U bent manager, of ondernemer, en u moet een nieuwe werknemer aannemen. Zou u dan een crimineel uitkiezen? Nee toch? Of iemand waarvan u weet dat er meer dan 50 procent kans is dat hij een crimineel is? Ook niet? Gefeliciteerd. Meer dan 50 procent van de Marokkaanse jongens is in aanraking geweest met de politie. Die wilt u blijkbaar niet aannemen, dus volgens politiek correct Nederland bent u nu officieel een smerige racist. Ja, 2013 was een zwaar jaar voor het racismedebat.
Racisme is in Nederland al lang niet meer van het typeboze blanke boeren binden negers achter hun pick-up truck. Of van milde verbazing over Niggabitch, zoals in 2011. Het is nu veel subtieler. Paradoxaal genoeg wordt het debat daardoor juist minder subtiel, want subtiliteit is moeilijker om mee om te gaan. Zwarte Piet, slavernij, Gordon: het debat is zo fel dat het nergens toe leidt. Zeker met de huidige kampen.
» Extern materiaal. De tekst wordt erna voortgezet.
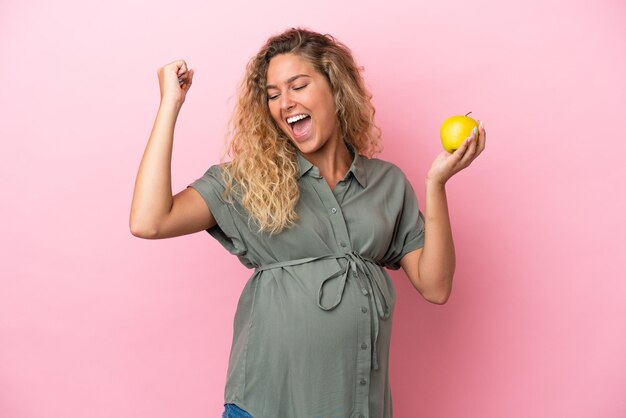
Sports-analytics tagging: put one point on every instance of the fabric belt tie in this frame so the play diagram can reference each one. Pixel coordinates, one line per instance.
(379, 305)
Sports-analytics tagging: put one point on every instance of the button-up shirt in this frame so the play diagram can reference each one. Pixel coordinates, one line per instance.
(313, 324)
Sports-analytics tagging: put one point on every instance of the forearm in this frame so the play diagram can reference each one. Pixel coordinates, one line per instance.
(437, 261)
(152, 197)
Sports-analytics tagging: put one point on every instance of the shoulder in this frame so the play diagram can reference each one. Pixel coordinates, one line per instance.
(215, 174)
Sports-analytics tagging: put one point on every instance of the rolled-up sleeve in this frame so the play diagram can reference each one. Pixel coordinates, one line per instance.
(211, 188)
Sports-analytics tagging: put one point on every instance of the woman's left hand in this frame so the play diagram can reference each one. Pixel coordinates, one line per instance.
(448, 164)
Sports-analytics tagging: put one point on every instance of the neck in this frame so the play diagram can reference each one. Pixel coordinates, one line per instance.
(333, 161)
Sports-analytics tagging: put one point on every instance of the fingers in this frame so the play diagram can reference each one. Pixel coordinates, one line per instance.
(470, 152)
(482, 138)
(186, 81)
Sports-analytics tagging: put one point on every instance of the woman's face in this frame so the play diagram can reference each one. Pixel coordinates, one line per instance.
(301, 102)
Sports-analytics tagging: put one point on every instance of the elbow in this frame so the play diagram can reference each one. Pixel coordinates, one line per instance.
(439, 299)
(440, 294)
(142, 231)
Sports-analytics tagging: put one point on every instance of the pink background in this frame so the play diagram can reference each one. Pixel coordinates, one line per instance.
(97, 323)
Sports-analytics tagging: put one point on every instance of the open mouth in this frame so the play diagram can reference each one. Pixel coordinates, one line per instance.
(299, 124)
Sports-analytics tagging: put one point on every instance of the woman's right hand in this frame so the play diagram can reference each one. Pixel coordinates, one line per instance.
(174, 81)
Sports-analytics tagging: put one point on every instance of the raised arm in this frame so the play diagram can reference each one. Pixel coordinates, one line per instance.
(431, 268)
(154, 212)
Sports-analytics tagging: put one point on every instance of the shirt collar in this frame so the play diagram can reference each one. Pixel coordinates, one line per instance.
(357, 168)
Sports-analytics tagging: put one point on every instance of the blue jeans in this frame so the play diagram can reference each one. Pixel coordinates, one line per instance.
(233, 411)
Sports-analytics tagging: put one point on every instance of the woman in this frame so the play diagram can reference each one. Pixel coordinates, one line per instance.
(303, 204)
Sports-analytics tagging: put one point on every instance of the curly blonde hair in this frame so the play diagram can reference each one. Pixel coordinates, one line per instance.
(264, 166)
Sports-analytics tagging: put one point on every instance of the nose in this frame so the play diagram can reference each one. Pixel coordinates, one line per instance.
(286, 102)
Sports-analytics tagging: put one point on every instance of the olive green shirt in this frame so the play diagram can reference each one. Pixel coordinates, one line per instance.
(313, 323)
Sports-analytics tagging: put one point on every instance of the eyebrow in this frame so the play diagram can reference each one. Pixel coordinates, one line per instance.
(291, 80)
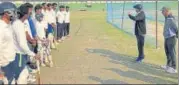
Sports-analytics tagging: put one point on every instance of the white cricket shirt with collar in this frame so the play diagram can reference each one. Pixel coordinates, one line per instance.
(40, 28)
(54, 15)
(45, 16)
(61, 16)
(7, 49)
(67, 17)
(27, 28)
(49, 17)
(20, 40)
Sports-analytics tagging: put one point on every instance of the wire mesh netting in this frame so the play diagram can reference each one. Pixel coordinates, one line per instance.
(117, 15)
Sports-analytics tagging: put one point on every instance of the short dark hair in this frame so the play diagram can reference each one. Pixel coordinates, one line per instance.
(43, 4)
(67, 7)
(37, 7)
(28, 5)
(49, 4)
(22, 10)
(54, 4)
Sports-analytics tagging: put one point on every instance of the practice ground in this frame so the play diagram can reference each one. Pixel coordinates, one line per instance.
(98, 53)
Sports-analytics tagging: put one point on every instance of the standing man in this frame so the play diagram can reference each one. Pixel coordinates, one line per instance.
(60, 23)
(54, 6)
(7, 49)
(67, 21)
(31, 33)
(170, 34)
(21, 47)
(51, 25)
(140, 30)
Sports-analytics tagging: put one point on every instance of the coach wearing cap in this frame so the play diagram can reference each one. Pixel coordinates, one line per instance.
(170, 34)
(140, 29)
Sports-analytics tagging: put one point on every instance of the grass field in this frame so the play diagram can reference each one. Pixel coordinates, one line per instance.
(98, 53)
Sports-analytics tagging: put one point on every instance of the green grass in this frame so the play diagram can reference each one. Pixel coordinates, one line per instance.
(115, 40)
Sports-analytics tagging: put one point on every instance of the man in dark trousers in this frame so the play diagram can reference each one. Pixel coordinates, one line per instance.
(170, 34)
(140, 29)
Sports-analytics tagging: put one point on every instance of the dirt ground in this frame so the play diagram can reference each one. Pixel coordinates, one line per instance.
(97, 53)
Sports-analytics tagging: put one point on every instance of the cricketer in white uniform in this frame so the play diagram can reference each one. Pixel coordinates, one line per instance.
(21, 47)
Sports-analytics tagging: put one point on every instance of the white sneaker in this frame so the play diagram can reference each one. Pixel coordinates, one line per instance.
(165, 67)
(43, 65)
(51, 64)
(60, 41)
(63, 38)
(31, 79)
(171, 70)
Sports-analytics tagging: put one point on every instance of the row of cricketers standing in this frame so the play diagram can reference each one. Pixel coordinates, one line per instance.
(28, 33)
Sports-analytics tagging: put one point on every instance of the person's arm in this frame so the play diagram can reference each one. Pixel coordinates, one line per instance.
(29, 39)
(139, 17)
(174, 26)
(21, 38)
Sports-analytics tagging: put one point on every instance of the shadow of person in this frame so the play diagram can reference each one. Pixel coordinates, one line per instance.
(129, 61)
(108, 81)
(139, 76)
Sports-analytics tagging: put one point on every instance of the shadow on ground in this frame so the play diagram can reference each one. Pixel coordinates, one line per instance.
(128, 61)
(108, 81)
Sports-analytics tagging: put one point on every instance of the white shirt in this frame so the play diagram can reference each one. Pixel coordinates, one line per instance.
(7, 51)
(45, 19)
(67, 17)
(20, 40)
(61, 16)
(54, 15)
(27, 28)
(40, 28)
(49, 17)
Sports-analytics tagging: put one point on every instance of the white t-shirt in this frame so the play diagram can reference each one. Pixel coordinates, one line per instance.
(61, 16)
(27, 28)
(49, 17)
(7, 49)
(45, 18)
(40, 28)
(20, 40)
(54, 15)
(67, 17)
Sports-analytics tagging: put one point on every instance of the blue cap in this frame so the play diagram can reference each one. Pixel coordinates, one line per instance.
(7, 6)
(138, 6)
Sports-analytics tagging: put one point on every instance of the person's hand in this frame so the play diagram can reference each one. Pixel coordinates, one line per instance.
(37, 57)
(34, 42)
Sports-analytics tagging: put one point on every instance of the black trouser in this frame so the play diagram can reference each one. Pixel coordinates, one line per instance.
(140, 44)
(60, 30)
(170, 51)
(67, 28)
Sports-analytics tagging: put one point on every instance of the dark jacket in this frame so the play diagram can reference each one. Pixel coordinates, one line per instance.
(140, 24)
(170, 27)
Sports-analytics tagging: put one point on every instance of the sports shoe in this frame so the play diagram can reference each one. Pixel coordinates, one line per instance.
(165, 67)
(43, 65)
(139, 59)
(60, 41)
(171, 70)
(51, 64)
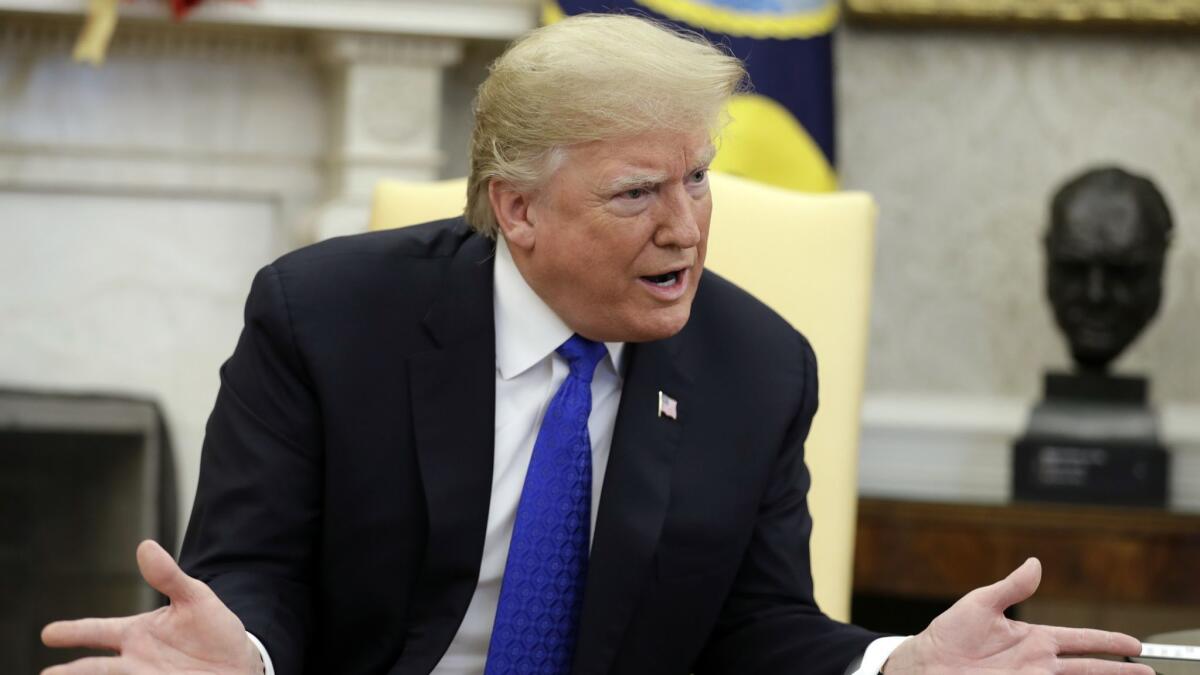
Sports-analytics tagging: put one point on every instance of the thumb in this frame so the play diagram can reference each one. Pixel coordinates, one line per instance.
(1017, 587)
(161, 572)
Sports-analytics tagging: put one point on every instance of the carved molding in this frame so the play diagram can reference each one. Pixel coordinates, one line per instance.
(490, 19)
(348, 47)
(37, 35)
(1144, 13)
(959, 448)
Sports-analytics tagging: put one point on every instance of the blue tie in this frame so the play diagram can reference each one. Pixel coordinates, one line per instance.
(541, 595)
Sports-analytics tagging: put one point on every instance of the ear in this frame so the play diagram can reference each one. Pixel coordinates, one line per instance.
(511, 209)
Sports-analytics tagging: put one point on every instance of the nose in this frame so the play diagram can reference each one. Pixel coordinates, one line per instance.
(1097, 286)
(679, 221)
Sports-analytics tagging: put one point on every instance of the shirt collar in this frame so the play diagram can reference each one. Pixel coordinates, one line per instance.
(527, 330)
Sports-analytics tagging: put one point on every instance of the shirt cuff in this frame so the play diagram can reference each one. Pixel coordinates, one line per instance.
(270, 669)
(873, 659)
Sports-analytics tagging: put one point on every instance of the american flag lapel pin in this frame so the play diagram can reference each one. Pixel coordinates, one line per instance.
(667, 406)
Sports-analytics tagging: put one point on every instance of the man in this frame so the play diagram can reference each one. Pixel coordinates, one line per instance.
(561, 451)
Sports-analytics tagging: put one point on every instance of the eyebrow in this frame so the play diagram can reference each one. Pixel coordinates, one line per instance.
(635, 180)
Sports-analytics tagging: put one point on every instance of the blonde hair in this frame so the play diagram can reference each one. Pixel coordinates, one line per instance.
(589, 77)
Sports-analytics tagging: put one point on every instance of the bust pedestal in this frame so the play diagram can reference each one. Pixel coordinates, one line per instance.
(1093, 438)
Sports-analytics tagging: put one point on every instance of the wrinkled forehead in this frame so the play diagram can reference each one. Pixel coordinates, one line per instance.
(655, 153)
(1105, 226)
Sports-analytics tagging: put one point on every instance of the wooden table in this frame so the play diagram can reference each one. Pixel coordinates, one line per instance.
(942, 550)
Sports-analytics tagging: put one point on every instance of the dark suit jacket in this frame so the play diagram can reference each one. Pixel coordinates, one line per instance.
(346, 475)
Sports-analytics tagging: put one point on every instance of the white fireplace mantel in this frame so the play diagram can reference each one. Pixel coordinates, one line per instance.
(383, 65)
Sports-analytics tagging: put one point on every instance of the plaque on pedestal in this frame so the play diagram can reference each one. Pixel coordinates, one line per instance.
(1092, 440)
Enerzijds zijn er de normale mensen die soms onbewust racistisch gedrag vertonen. Een universeel verschijnsel, en niet alleen gebaseerd op risicomijdend gedrag zoals in het voorbeeld uit het begin. Soms begint het bij sociaal-darwinisme: waarom zou je tijd, geld en moeite moeten steken in zwakke groepen? Utilitaristische uitsluiting van nutteloze groepen allochtonen licht op de loer. Bovendien krijgen we steeds meer een netwerk-maatschappij, en netwerken zijn soms etnisch. Hoe vaak heeft u een Antilliaan zien werken in een Turkse stomerij? Of een Marokkaan in de bediening in een Chinees restaurant? Allemaal ondernemers die niets hebben tegen minderheden, maar gewoon liever iemand uit de eigen groep hebben. Dergelijk onbewust racisme leidt bij confrontatie vaak tot cognitieve dissonantie: mensen worden zo fel beschuldigd van racisme dat ze hun eigen racisme gaan ontkennen en goedpraten. Het liefst met rationalisatie: omdat Sinterklaas in 1828 is afgebeeld met een Zwarte Knecht, mag een blanke zich nu zwart schminken en zich met een vet Surinaams accent dom gedragen.
Anderzijds zijn er de anti-racisten. Die krijgen een rode waas voor de ogen bij alles wat ruikt naar racisme. Wie zijn hersenen gebruikt, kan nooit racistisch zijn. En vice versa. Het heeft volgens hun dus geen zin om in gesprek te gaan met iemand die al dan niet per ongeluk iets racistisch heeft gezegd. De onderbuik moet je met de onderbuik bestrijden. En wie één keer iets racistisch zegt, moet zijn hele leven al kwaadaardig zijn geweest. Gordon maakte geen dom grapje over een zingende Chinees, nee, nazi Gordon loopt vast stiekem de hele dag in SS-uniform jacht te maken op buitenlanders.
In 2013 werd het debat extra verwarrend toen een club tot beide kampen bleek te behoren. Afstammelingen van zwarte slaven wilden financiële genoegdoening van de blanke, slavendrijvende landen Nederland, Frankrijk en het Verenigd Koninkrijk. Van de afstammelingen van Ottomaanse, Arabische en West-Afrikaanse slavendrijvers is het immers moeilijk geld plukken. Maar het resultaat is, hopelijk onbedoeld, racistisch.
In 2014 kunnen we het oplossen. Daarvoor moeten we racisme onderkennen voor wat het is. Racisme kan dom zijn, primitief, rauw. Maar het is niet altijd zo zwart-wit. Het kan ook een onbedoeld gevolg zijn van verder hele logische redeneringen, gemaakt door hele normale, aardige mensen. Geen racisten. Om dat alledaagse, banale racisme uit te bannen, zullen de anti-racisten een toontje lager moeten zingen. Zodat de onbedoelde racisten gewoon zullen zeggen: he, ik wist niet dat ik racistisch deed. Bedankt dat je me er op wees; nu kan ik me verbeteren. Mandela zou het zo gewild hebben.